- What is PostgreSQL and why does it need to be backed up?
- What methods of backup are built-in to Postgres?
- SQL Dump
- File System Level Backup
- Continuous Archiving PostgreSQL Backup
- What products exist on the PostgreSQL backup market, and what they can provide?
- Bacula Enterprise capabilities in Postgres backup and restore
What is PostgreSQL and why does it need to be backed up?
PostgreSQL is a plugin designed to simplify backup and restore procedures. There are many reasons why your databases might be at risk. For example, device failure (which can lead to all instances becoming unavailable), data corruption (which can also spread across replicas), software error, human error, ransomware or malware attack, and compliance requirements (such as data retention periods and storage of data).

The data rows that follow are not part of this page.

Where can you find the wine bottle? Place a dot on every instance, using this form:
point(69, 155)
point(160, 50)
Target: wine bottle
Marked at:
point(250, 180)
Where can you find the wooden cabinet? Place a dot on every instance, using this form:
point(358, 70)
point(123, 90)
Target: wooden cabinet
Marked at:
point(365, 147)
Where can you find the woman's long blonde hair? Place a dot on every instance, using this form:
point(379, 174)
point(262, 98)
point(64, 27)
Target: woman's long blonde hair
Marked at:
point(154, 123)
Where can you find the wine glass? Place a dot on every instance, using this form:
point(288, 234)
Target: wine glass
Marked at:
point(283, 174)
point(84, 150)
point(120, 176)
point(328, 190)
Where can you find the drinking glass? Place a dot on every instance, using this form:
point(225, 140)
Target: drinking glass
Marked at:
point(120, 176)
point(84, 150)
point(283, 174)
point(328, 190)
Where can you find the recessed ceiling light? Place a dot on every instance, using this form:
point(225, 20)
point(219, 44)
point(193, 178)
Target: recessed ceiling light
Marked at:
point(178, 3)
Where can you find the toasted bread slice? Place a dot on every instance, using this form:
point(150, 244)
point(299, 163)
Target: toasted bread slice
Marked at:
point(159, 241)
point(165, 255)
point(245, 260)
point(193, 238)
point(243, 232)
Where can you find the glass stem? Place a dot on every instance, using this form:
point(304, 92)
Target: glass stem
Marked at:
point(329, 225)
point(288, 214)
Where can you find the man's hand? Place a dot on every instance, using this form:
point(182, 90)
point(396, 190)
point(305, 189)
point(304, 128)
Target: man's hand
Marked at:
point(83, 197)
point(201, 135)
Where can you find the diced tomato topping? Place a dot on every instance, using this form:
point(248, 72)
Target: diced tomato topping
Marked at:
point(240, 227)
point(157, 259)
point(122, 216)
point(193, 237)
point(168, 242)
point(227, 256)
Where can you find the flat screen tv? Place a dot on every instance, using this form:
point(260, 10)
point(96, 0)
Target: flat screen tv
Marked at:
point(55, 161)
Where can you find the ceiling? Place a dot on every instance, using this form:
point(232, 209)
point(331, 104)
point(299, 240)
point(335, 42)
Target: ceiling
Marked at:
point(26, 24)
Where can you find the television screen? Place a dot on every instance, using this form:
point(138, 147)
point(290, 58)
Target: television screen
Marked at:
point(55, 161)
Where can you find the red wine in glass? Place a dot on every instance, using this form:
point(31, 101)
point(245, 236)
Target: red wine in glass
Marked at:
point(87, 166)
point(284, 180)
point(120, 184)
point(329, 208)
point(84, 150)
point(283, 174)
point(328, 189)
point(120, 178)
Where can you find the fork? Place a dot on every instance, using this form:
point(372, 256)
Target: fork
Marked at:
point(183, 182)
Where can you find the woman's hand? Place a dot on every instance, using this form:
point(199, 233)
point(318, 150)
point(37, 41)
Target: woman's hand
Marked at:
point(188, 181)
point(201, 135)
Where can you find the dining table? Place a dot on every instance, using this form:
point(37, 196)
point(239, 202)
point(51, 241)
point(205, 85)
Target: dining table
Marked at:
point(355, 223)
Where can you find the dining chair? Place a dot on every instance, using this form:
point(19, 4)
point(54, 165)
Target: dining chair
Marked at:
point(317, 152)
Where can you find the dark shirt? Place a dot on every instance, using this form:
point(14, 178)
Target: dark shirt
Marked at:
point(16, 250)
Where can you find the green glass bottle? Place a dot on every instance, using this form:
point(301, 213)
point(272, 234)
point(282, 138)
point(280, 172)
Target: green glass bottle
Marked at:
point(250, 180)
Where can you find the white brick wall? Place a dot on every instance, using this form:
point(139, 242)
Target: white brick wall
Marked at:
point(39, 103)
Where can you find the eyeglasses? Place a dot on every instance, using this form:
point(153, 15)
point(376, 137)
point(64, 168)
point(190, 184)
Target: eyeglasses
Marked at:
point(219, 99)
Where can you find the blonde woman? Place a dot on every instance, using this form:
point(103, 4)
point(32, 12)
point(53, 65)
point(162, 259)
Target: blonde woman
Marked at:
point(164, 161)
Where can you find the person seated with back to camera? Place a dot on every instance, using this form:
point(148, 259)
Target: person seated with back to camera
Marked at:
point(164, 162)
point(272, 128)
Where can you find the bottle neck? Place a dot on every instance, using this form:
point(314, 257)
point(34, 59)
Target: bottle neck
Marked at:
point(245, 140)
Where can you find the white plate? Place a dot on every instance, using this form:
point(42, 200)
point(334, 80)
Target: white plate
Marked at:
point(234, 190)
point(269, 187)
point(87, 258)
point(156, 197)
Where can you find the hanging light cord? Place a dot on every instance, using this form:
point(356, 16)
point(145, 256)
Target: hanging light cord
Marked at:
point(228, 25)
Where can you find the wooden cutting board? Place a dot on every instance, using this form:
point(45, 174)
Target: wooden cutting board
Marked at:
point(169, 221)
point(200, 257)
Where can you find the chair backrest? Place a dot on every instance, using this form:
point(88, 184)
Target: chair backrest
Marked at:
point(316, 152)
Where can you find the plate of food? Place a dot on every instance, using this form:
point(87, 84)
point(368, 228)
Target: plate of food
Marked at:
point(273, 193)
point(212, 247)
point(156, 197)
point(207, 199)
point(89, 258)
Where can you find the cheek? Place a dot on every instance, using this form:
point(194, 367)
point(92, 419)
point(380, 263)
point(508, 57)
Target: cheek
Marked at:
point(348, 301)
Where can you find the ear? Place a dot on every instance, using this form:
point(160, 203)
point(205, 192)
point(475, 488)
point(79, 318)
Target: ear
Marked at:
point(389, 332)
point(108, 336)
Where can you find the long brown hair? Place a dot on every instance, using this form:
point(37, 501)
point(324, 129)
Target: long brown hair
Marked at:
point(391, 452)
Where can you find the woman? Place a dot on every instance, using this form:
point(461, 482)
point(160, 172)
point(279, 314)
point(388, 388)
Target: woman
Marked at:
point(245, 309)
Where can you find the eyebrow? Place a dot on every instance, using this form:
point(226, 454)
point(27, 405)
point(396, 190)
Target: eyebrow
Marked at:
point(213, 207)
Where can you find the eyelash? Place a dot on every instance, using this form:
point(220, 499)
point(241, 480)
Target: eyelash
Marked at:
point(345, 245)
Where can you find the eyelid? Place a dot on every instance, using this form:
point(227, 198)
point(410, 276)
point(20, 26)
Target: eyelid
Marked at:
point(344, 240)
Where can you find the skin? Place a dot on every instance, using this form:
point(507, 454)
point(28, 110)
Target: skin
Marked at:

If you are administering a database, it’s critical to keep regular backups so you don’t risk losing valuable information and hours of work. Having a solid database backup and recovery strategy is a crucial part of data management for any operation.
A plugin like PostgreSQL backup can also help you avoid costly failures that could be grounds for legal action. If something happens that disrupts your database (due to innocent mistakes or malicious attacks), you can restore your data and have it running again quickly. This article will explain how to easily backup and restore Postgres databases.
What methods of backup are built-in to Postgres?
PostgreSQL can help admins protect data integrity, developers build more resilient and secure environments, and programmers create new applications. The plugin supports three backup techniques: SQL dump, file system level backup, and continuous archiving. Let’s go through each in more detail.
The goal of this dump method is to generate a file with SQL commands that can be fed back to the server. This information can help it recreate the database in the same state it was when the dump was made. You can run this procedure from any remote host, as long as it has access to the database (you will need to have read access to all tables you want to back up, so it’s best to run the dump as a database superuser). Dumps created using PostgreSQL backup are internally consistent and represent a snapshot of the database as it was when the dump began.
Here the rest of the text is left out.